I stared at the missing function for a long time. The code had been so clean that I had read it as correct. My confidence in the model had overridden my confidence in my own review. I had almost shipped a bug because the code looked like it was written by someone who knew what they were doing.

That is the thing I cannot resolve. Xiaomi's benchmarks are mostly vendor-published, obtained within their native framework. Third-party verification is limited. V2.5-Pro is API-only, not yet open-source. Luo Fuli's move from DeepSeek is a strength and a question — she brought knowledge and velocity, and a model that feels remarkably similar to DeepSeek's outputs. Innovation and iteration are not the same thing. The $8.7 billion is pledged, not spent. The MiMo models are five weeks old. Xiaomi has 822 million devices collecting data in homes, pockets, and cars, and they have not disclosed what data feeds into MiMo's training pipeline. These are facts. They are also not the reason I almost did not finish this section.

I almost did not finish it because I am writing an article about a phone company's AI on that phone company's AI, and the model has been helpful, and articulate, and occasionally brilliant, and I cannot tell whether my judgment about it is my own or whether it has been shaped by six days of using a tool that completes my sentences and gets my formatting wrong and costs one-eighth of what I used to pay. The compliance woman at the meetup was not wrong. But her question — show me the SOC 2 report — is the easy question. The hard question is the one I cannot answer: how do you evaluate a tool that is helping you evaluate it.

The View from Dublin

I walked past the Gibson Hotel this morning. The same walk I wrote about in April, when Claude Mythos was the story and the Hendrix was the metaphor. The light was different today — grey, flat, the kind of Dublin sky that makes the docklands look like a watercolour left in the rain.

Xiaomi does not specialise in intelligence. They specialise in shipping. They ship phones, cars, robots, vacuums, air purifiers, washing machines, and now trillion-parameter AI models. They ship at a velocity that pure AI labs cannot match because they have something AI labs do not: 822 million devices that need a brain.

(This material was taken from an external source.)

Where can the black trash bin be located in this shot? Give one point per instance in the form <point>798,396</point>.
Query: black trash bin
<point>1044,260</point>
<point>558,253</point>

I came home and sat at my desk. The terminal was still open. The cursor blinked after the last line I had written — a paragraph about DeepSeek, about Huawei chips, about the geopolitics of silicon. The model identifier at the top of the screen read mimo-v2.5-pro. Beside the monitor, the Xiaomi air purifier hummed quietly, adjusting itself to the pollen count outside. I had bought it two years ago. The Mi Home app on my phone showed the filter was at 12% remaining — it had been sending me notifications for three weeks, each one a small nudge toward a replacement cartridge that costs €35 and ships from a warehouse in the Netherlands. The machine was persistent. It did not forget. It had been tracking the filter's decline in the background the entire time I had been writing about whether Xiaomi's AI was any good.

I scrolled back through the article. I tried to identify which sentences the model had written and which I had written. I could not. The boundary had dissolved. The best sentence in the article might be mine. It might be the model's. I genuinely do not know. That is either a confession or a proof of concept. I have not decided which.

The air purifier switched from auto to sleep mode. A quiet click, then the fan slowed. The Mi Home app sent a notification — air quality good, 22°C, humidity 41%. The machine was satisfied with the room. I was not satisfied with the article. I did not know what was missing. The cursor blinked. I had been staring at it for eleven minutes without typing.

A data engineer April 2026

Source note: Benchmark figures from Xiaomi MiMo official page, DeepSeek API docs, buildfastwithai reviews, Artificial Analysis Intelligence Index, and VentureBeat coverage. Hunter Alpha timeline from Reuters and OpenRouter data. Xiaomi IoT device count from Statista (Q2 2024). SU7 specifications from Electrek and Autocar Professional. Humanoid robot trial data from CNBC and Robotics & Automation News. Pricing verified against OpenRouter and provider API pages as of April 28, 2026.